Following the Nixon-Kissinger madness which made him an accomplice in Pakistani crimes in Bangladesh, Washington now faces a formidable rival in China, which has been built economically at the expense of the United States and is trying to impose itself. like the dominant world. power and challenger of the world order, especially in the Indo-Pacific,

To counter the power of China, the United States – under President Joe Biden and before him Donald Trump – turns to India, a nation vilified by their predecessor, Nixon, as “repulsive” and ridiculed by racist vulgarities and sexual.

Decades later, as the effects of Kissinger’s Chinese diplomacy haunt the United States, Trump made India a major defense partner of the United States and the bookend with it of the democracies of the United States. Indo-Pacific.

Biden took strategic cooperation one step further, making cooperation with India a priority for her administration as it grapples with China’s aggressive behavior from the Himalayas to the South China Sea and beyond.

After their meeting in Washington in September, they said that due to “growing strategic convergence, President Biden and Prime Minister Modi have decided to advance the comprehensive comprehensive strategic partnership between the United States and India.” .

A changed world

The world has changed in other ways as well.

When the Cold War raged in 1971 with the Soviet Union and the United States as the main protagonists, Moscow and Beijing were ideologically at loggerheads and emerging from protracted border clashes in 1969.

The United States was trying to draw China into its orbit to counter the Soviet Union.

The Soviet Union’s break with China was a factor that pushed Moscow towards close ties with India.

India and the Soviet Union signed the Treaty of Friendship, Peace and Cooperation in 1971, which ended just before a declared military pact.

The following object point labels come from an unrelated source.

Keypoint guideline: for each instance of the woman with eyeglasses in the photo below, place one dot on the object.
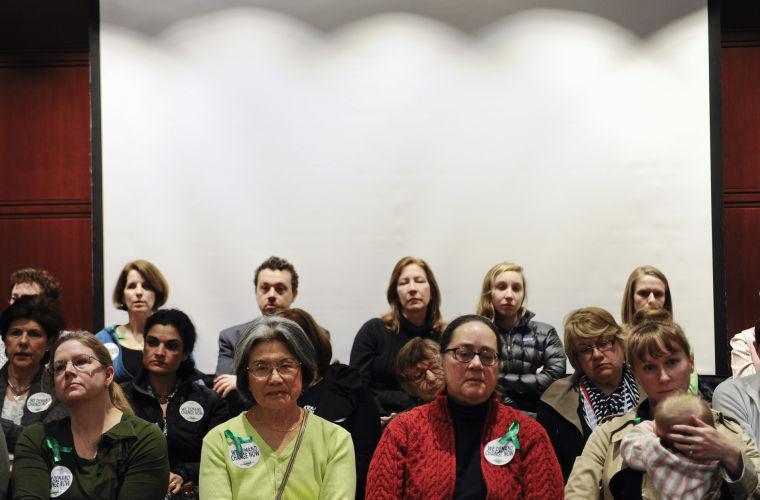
(602, 385)
(660, 358)
(166, 392)
(29, 327)
(466, 443)
(340, 395)
(419, 370)
(531, 356)
(276, 449)
(102, 450)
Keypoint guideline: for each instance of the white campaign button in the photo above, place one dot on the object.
(499, 454)
(61, 480)
(113, 349)
(249, 457)
(39, 402)
(191, 411)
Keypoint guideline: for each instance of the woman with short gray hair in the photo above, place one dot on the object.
(290, 452)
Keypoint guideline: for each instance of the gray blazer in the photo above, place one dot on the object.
(225, 363)
(739, 398)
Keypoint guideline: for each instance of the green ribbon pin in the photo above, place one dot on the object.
(57, 449)
(511, 435)
(236, 440)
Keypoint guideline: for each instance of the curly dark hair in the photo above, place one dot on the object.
(51, 287)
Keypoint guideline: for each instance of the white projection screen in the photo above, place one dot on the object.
(345, 134)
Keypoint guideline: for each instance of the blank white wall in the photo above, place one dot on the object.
(551, 138)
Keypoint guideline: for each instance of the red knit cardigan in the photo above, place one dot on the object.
(416, 457)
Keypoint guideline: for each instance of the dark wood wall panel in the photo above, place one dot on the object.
(45, 137)
(740, 124)
(742, 227)
(46, 209)
(55, 244)
(741, 118)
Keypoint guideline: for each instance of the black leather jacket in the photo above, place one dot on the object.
(528, 347)
(184, 434)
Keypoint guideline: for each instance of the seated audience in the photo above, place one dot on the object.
(102, 450)
(31, 281)
(276, 449)
(165, 392)
(415, 300)
(419, 370)
(602, 386)
(532, 357)
(29, 327)
(659, 356)
(275, 283)
(744, 357)
(674, 474)
(140, 290)
(465, 444)
(739, 398)
(648, 288)
(340, 395)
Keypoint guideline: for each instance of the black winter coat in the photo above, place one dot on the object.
(42, 383)
(183, 436)
(528, 346)
(374, 355)
(342, 397)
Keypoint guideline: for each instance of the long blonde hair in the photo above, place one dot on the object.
(115, 394)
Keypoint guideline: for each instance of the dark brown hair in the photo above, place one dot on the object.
(152, 276)
(391, 318)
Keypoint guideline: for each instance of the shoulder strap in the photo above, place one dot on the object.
(281, 489)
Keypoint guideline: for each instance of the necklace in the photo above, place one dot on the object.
(18, 392)
(295, 426)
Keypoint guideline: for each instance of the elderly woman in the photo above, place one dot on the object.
(659, 355)
(29, 327)
(276, 449)
(602, 386)
(465, 443)
(140, 290)
(415, 302)
(166, 392)
(532, 356)
(340, 395)
(419, 370)
(102, 450)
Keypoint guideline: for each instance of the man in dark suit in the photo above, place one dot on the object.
(276, 286)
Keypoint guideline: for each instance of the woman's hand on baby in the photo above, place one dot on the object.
(700, 441)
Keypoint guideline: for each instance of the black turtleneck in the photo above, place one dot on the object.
(468, 429)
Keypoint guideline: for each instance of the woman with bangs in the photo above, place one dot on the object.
(140, 290)
(602, 385)
(532, 355)
(660, 359)
(415, 301)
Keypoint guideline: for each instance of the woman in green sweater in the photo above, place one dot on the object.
(276, 449)
(102, 451)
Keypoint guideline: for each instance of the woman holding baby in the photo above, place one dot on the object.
(658, 353)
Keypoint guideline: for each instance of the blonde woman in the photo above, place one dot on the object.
(532, 355)
(102, 450)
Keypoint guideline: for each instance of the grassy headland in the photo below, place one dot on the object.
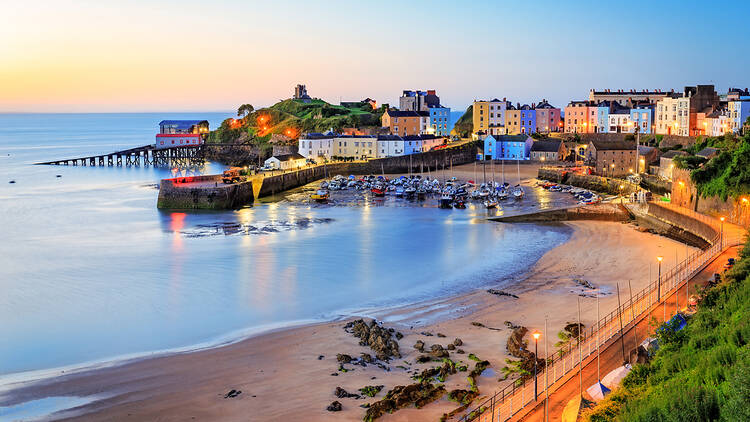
(701, 373)
(250, 136)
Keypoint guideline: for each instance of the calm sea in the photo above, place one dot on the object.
(91, 271)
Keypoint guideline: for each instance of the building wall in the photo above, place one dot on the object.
(489, 117)
(580, 118)
(643, 118)
(548, 120)
(738, 112)
(623, 160)
(673, 116)
(314, 148)
(440, 120)
(623, 97)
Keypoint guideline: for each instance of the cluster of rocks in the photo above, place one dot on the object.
(436, 351)
(517, 347)
(383, 341)
(418, 394)
(363, 360)
(501, 293)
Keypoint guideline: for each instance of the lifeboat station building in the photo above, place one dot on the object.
(181, 133)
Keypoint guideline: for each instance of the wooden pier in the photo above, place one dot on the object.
(146, 155)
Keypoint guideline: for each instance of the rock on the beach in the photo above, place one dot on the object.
(334, 407)
(437, 351)
(343, 394)
(379, 339)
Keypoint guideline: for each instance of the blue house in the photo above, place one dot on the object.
(440, 120)
(507, 147)
(643, 117)
(528, 119)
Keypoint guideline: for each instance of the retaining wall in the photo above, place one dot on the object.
(175, 195)
(595, 183)
(598, 212)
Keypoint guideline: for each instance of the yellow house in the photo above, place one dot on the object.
(489, 116)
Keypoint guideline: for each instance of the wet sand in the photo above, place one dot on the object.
(281, 377)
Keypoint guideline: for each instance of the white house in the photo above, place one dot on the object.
(390, 146)
(316, 145)
(285, 162)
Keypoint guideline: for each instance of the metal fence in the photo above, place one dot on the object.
(510, 400)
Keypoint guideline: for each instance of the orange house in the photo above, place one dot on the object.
(405, 123)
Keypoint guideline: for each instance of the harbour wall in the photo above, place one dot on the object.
(432, 161)
(591, 182)
(197, 193)
(598, 212)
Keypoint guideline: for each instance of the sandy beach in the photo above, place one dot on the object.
(280, 373)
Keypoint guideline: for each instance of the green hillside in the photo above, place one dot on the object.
(292, 118)
(465, 124)
(701, 373)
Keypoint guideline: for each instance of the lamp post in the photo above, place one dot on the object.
(536, 336)
(658, 291)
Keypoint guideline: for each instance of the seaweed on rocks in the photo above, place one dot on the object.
(464, 397)
(501, 293)
(334, 407)
(371, 390)
(381, 340)
(343, 394)
(419, 394)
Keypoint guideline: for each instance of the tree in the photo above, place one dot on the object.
(244, 110)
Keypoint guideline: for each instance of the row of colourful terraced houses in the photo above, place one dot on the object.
(697, 110)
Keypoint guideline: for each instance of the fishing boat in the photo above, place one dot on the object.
(321, 195)
(446, 201)
(378, 191)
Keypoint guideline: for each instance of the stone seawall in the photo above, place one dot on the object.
(403, 164)
(595, 183)
(199, 194)
(598, 212)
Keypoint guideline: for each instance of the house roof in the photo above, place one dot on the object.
(673, 153)
(613, 145)
(510, 138)
(544, 104)
(707, 152)
(289, 157)
(316, 135)
(389, 138)
(182, 124)
(408, 113)
(545, 146)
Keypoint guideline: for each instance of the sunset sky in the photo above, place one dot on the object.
(113, 56)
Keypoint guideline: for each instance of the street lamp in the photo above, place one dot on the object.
(658, 291)
(536, 336)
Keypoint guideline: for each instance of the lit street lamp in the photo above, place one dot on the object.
(658, 292)
(536, 336)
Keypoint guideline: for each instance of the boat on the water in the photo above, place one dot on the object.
(446, 201)
(321, 195)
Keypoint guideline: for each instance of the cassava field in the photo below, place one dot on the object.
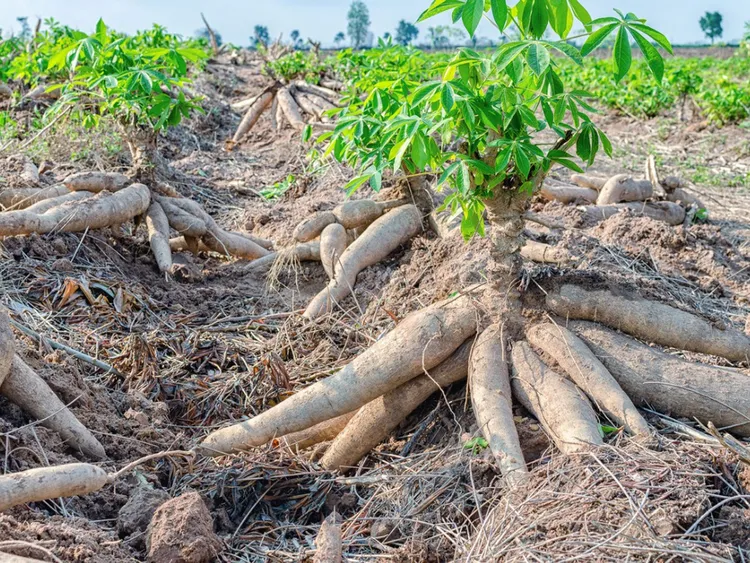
(288, 304)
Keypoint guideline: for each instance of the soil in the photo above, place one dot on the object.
(191, 355)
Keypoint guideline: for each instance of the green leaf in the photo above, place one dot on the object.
(581, 13)
(499, 12)
(508, 53)
(655, 35)
(463, 180)
(653, 57)
(522, 162)
(447, 173)
(447, 97)
(566, 48)
(472, 15)
(539, 18)
(597, 38)
(356, 183)
(537, 56)
(622, 55)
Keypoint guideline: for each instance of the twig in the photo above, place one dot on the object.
(73, 352)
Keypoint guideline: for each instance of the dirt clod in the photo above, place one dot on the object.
(181, 531)
(135, 516)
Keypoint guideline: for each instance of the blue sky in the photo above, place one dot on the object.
(322, 19)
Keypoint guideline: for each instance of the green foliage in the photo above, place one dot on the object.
(359, 23)
(272, 193)
(406, 32)
(137, 80)
(474, 119)
(711, 25)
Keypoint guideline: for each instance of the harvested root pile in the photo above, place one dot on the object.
(669, 200)
(297, 103)
(94, 200)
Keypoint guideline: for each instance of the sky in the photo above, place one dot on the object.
(322, 19)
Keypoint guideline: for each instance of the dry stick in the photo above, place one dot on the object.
(375, 244)
(69, 480)
(311, 228)
(21, 198)
(96, 182)
(333, 243)
(253, 114)
(559, 406)
(623, 188)
(29, 391)
(670, 384)
(421, 341)
(99, 211)
(650, 321)
(493, 405)
(290, 108)
(567, 194)
(375, 421)
(157, 225)
(72, 351)
(544, 253)
(328, 542)
(585, 369)
(671, 213)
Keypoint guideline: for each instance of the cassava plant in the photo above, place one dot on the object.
(489, 127)
(140, 82)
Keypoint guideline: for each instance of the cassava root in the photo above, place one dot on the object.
(489, 384)
(421, 341)
(650, 321)
(559, 406)
(380, 239)
(586, 371)
(670, 384)
(377, 419)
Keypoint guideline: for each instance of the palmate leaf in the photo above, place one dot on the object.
(653, 58)
(622, 54)
(499, 13)
(472, 15)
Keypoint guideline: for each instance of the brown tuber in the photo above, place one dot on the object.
(489, 384)
(381, 238)
(623, 188)
(650, 321)
(585, 369)
(375, 421)
(670, 384)
(421, 341)
(559, 405)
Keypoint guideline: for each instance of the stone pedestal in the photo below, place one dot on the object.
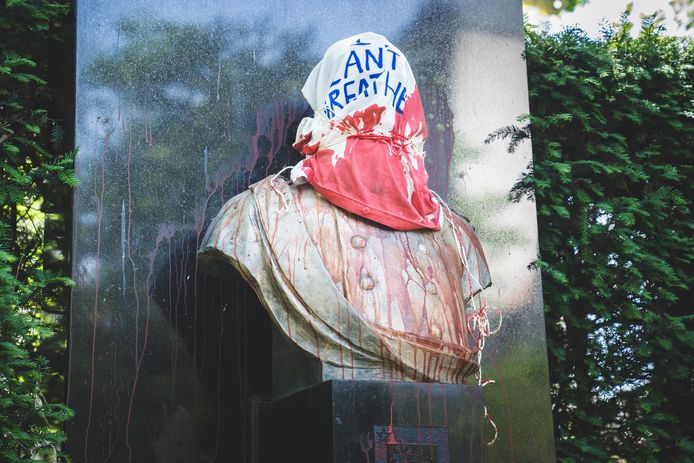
(373, 421)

He said that if any of them were attacked, he “will immediately engage in mutual consultations in order to eliminate such a threat and take effective and appropriate measures to ensure the peace and security of their countries”.

Moscow was the main supplier of arms to New Delhi, mainly on preferential terms based on the rupee trade for India then starved for foreign exchange.

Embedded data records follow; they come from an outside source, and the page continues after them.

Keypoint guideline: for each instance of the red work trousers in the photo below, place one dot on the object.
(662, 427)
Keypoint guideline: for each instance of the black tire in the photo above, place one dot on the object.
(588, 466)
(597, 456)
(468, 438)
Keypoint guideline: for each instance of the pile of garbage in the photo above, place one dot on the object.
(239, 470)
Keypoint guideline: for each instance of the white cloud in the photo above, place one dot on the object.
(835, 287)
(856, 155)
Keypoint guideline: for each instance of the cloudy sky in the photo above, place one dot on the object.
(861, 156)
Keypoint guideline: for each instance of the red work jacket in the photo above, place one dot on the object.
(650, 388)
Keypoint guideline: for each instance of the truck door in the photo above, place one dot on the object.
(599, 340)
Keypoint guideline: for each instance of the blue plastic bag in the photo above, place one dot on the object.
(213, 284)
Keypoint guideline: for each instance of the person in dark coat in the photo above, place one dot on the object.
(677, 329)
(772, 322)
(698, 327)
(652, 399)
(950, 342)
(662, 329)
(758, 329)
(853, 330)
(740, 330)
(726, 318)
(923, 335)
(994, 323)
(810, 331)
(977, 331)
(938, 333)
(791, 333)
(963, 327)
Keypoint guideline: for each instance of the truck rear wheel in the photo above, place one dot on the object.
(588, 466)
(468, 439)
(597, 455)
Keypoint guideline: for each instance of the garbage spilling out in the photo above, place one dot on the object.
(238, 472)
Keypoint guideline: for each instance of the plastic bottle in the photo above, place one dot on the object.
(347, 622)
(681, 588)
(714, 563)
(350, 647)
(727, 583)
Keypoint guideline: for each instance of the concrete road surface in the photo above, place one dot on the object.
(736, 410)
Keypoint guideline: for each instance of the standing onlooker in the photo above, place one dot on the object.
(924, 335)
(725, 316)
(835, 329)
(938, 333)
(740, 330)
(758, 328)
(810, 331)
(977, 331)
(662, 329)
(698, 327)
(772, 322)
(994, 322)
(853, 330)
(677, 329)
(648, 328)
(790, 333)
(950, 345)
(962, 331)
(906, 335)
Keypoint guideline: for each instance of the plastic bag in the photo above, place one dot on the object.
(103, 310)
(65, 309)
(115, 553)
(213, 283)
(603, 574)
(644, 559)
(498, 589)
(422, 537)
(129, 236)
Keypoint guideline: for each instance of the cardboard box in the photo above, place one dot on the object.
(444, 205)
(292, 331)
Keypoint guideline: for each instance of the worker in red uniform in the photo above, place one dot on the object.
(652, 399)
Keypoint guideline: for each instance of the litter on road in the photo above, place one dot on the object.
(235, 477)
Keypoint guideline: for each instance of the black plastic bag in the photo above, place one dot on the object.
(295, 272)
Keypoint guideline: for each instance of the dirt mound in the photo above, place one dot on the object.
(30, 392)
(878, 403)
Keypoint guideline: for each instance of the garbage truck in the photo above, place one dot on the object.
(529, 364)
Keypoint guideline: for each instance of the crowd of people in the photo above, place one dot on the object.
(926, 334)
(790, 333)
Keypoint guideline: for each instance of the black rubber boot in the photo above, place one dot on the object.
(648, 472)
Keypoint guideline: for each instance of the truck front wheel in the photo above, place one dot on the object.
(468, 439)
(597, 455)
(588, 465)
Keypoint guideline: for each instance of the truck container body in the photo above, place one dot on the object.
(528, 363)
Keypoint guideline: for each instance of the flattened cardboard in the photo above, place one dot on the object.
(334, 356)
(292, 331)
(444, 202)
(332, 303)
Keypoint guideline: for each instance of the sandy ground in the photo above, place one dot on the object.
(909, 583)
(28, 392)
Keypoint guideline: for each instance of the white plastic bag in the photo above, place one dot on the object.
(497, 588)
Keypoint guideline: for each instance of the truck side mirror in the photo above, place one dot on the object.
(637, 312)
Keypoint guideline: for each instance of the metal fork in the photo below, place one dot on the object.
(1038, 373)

China is now closer to the Soviet Union’s successor, Russia, drawn by their mutual antipathy to the United States.

India, meanwhile, is moving away from Russia and closer to the United States and the West, despite residual military purchases and joint manufacturing.

Economically, too, India and the United States are seeing the benefits of cooperation, while India’s abandonment of its much-vaunted pseudo-socialism has paid off.

As India pushes its Make In India agenda, the United States sees value in diversifying its supply chain on mutually beneficial terms after seeing the results of its over-reliance on China during the COVID-19 crisis.

Pay a price

The United States has unequivocally supported India in the clashes with China.

The United States and India have entered into several agreements on defense and strategic issues, including the Logistics Exchange Memorandum of Understanding (LEMOA), the Agreement on Communications, Compatibility and Security (COMCASA) and the Industrial Security Agreement (ISA) and work towards the interoperability of their armed forces. .

But in the 1970s, India’s mark of non-alignment with a pro-Soviet slant would have made any cooperation with the United States unlikely, nor did America’s attraction to dictators like the Pakistani generals. India, too, paid its own price for the Soviet trademark non-alignment in economic terms, which in turn impacted its strategic and diplomatic position.

In “The Blood Telegram”, which takes its name from the US Consul General Archer Blood who endorsed their position, diplomats who witnessed the genocide said they “fervently hope that our real and lasting interests here can be defined and our policies reoriented. in order to save our nation’s position as the moral leader of the free world.

Fifty years later, Biden may be trying to do just that even as the United States pays the price for Kissinger’s realpolitik madness.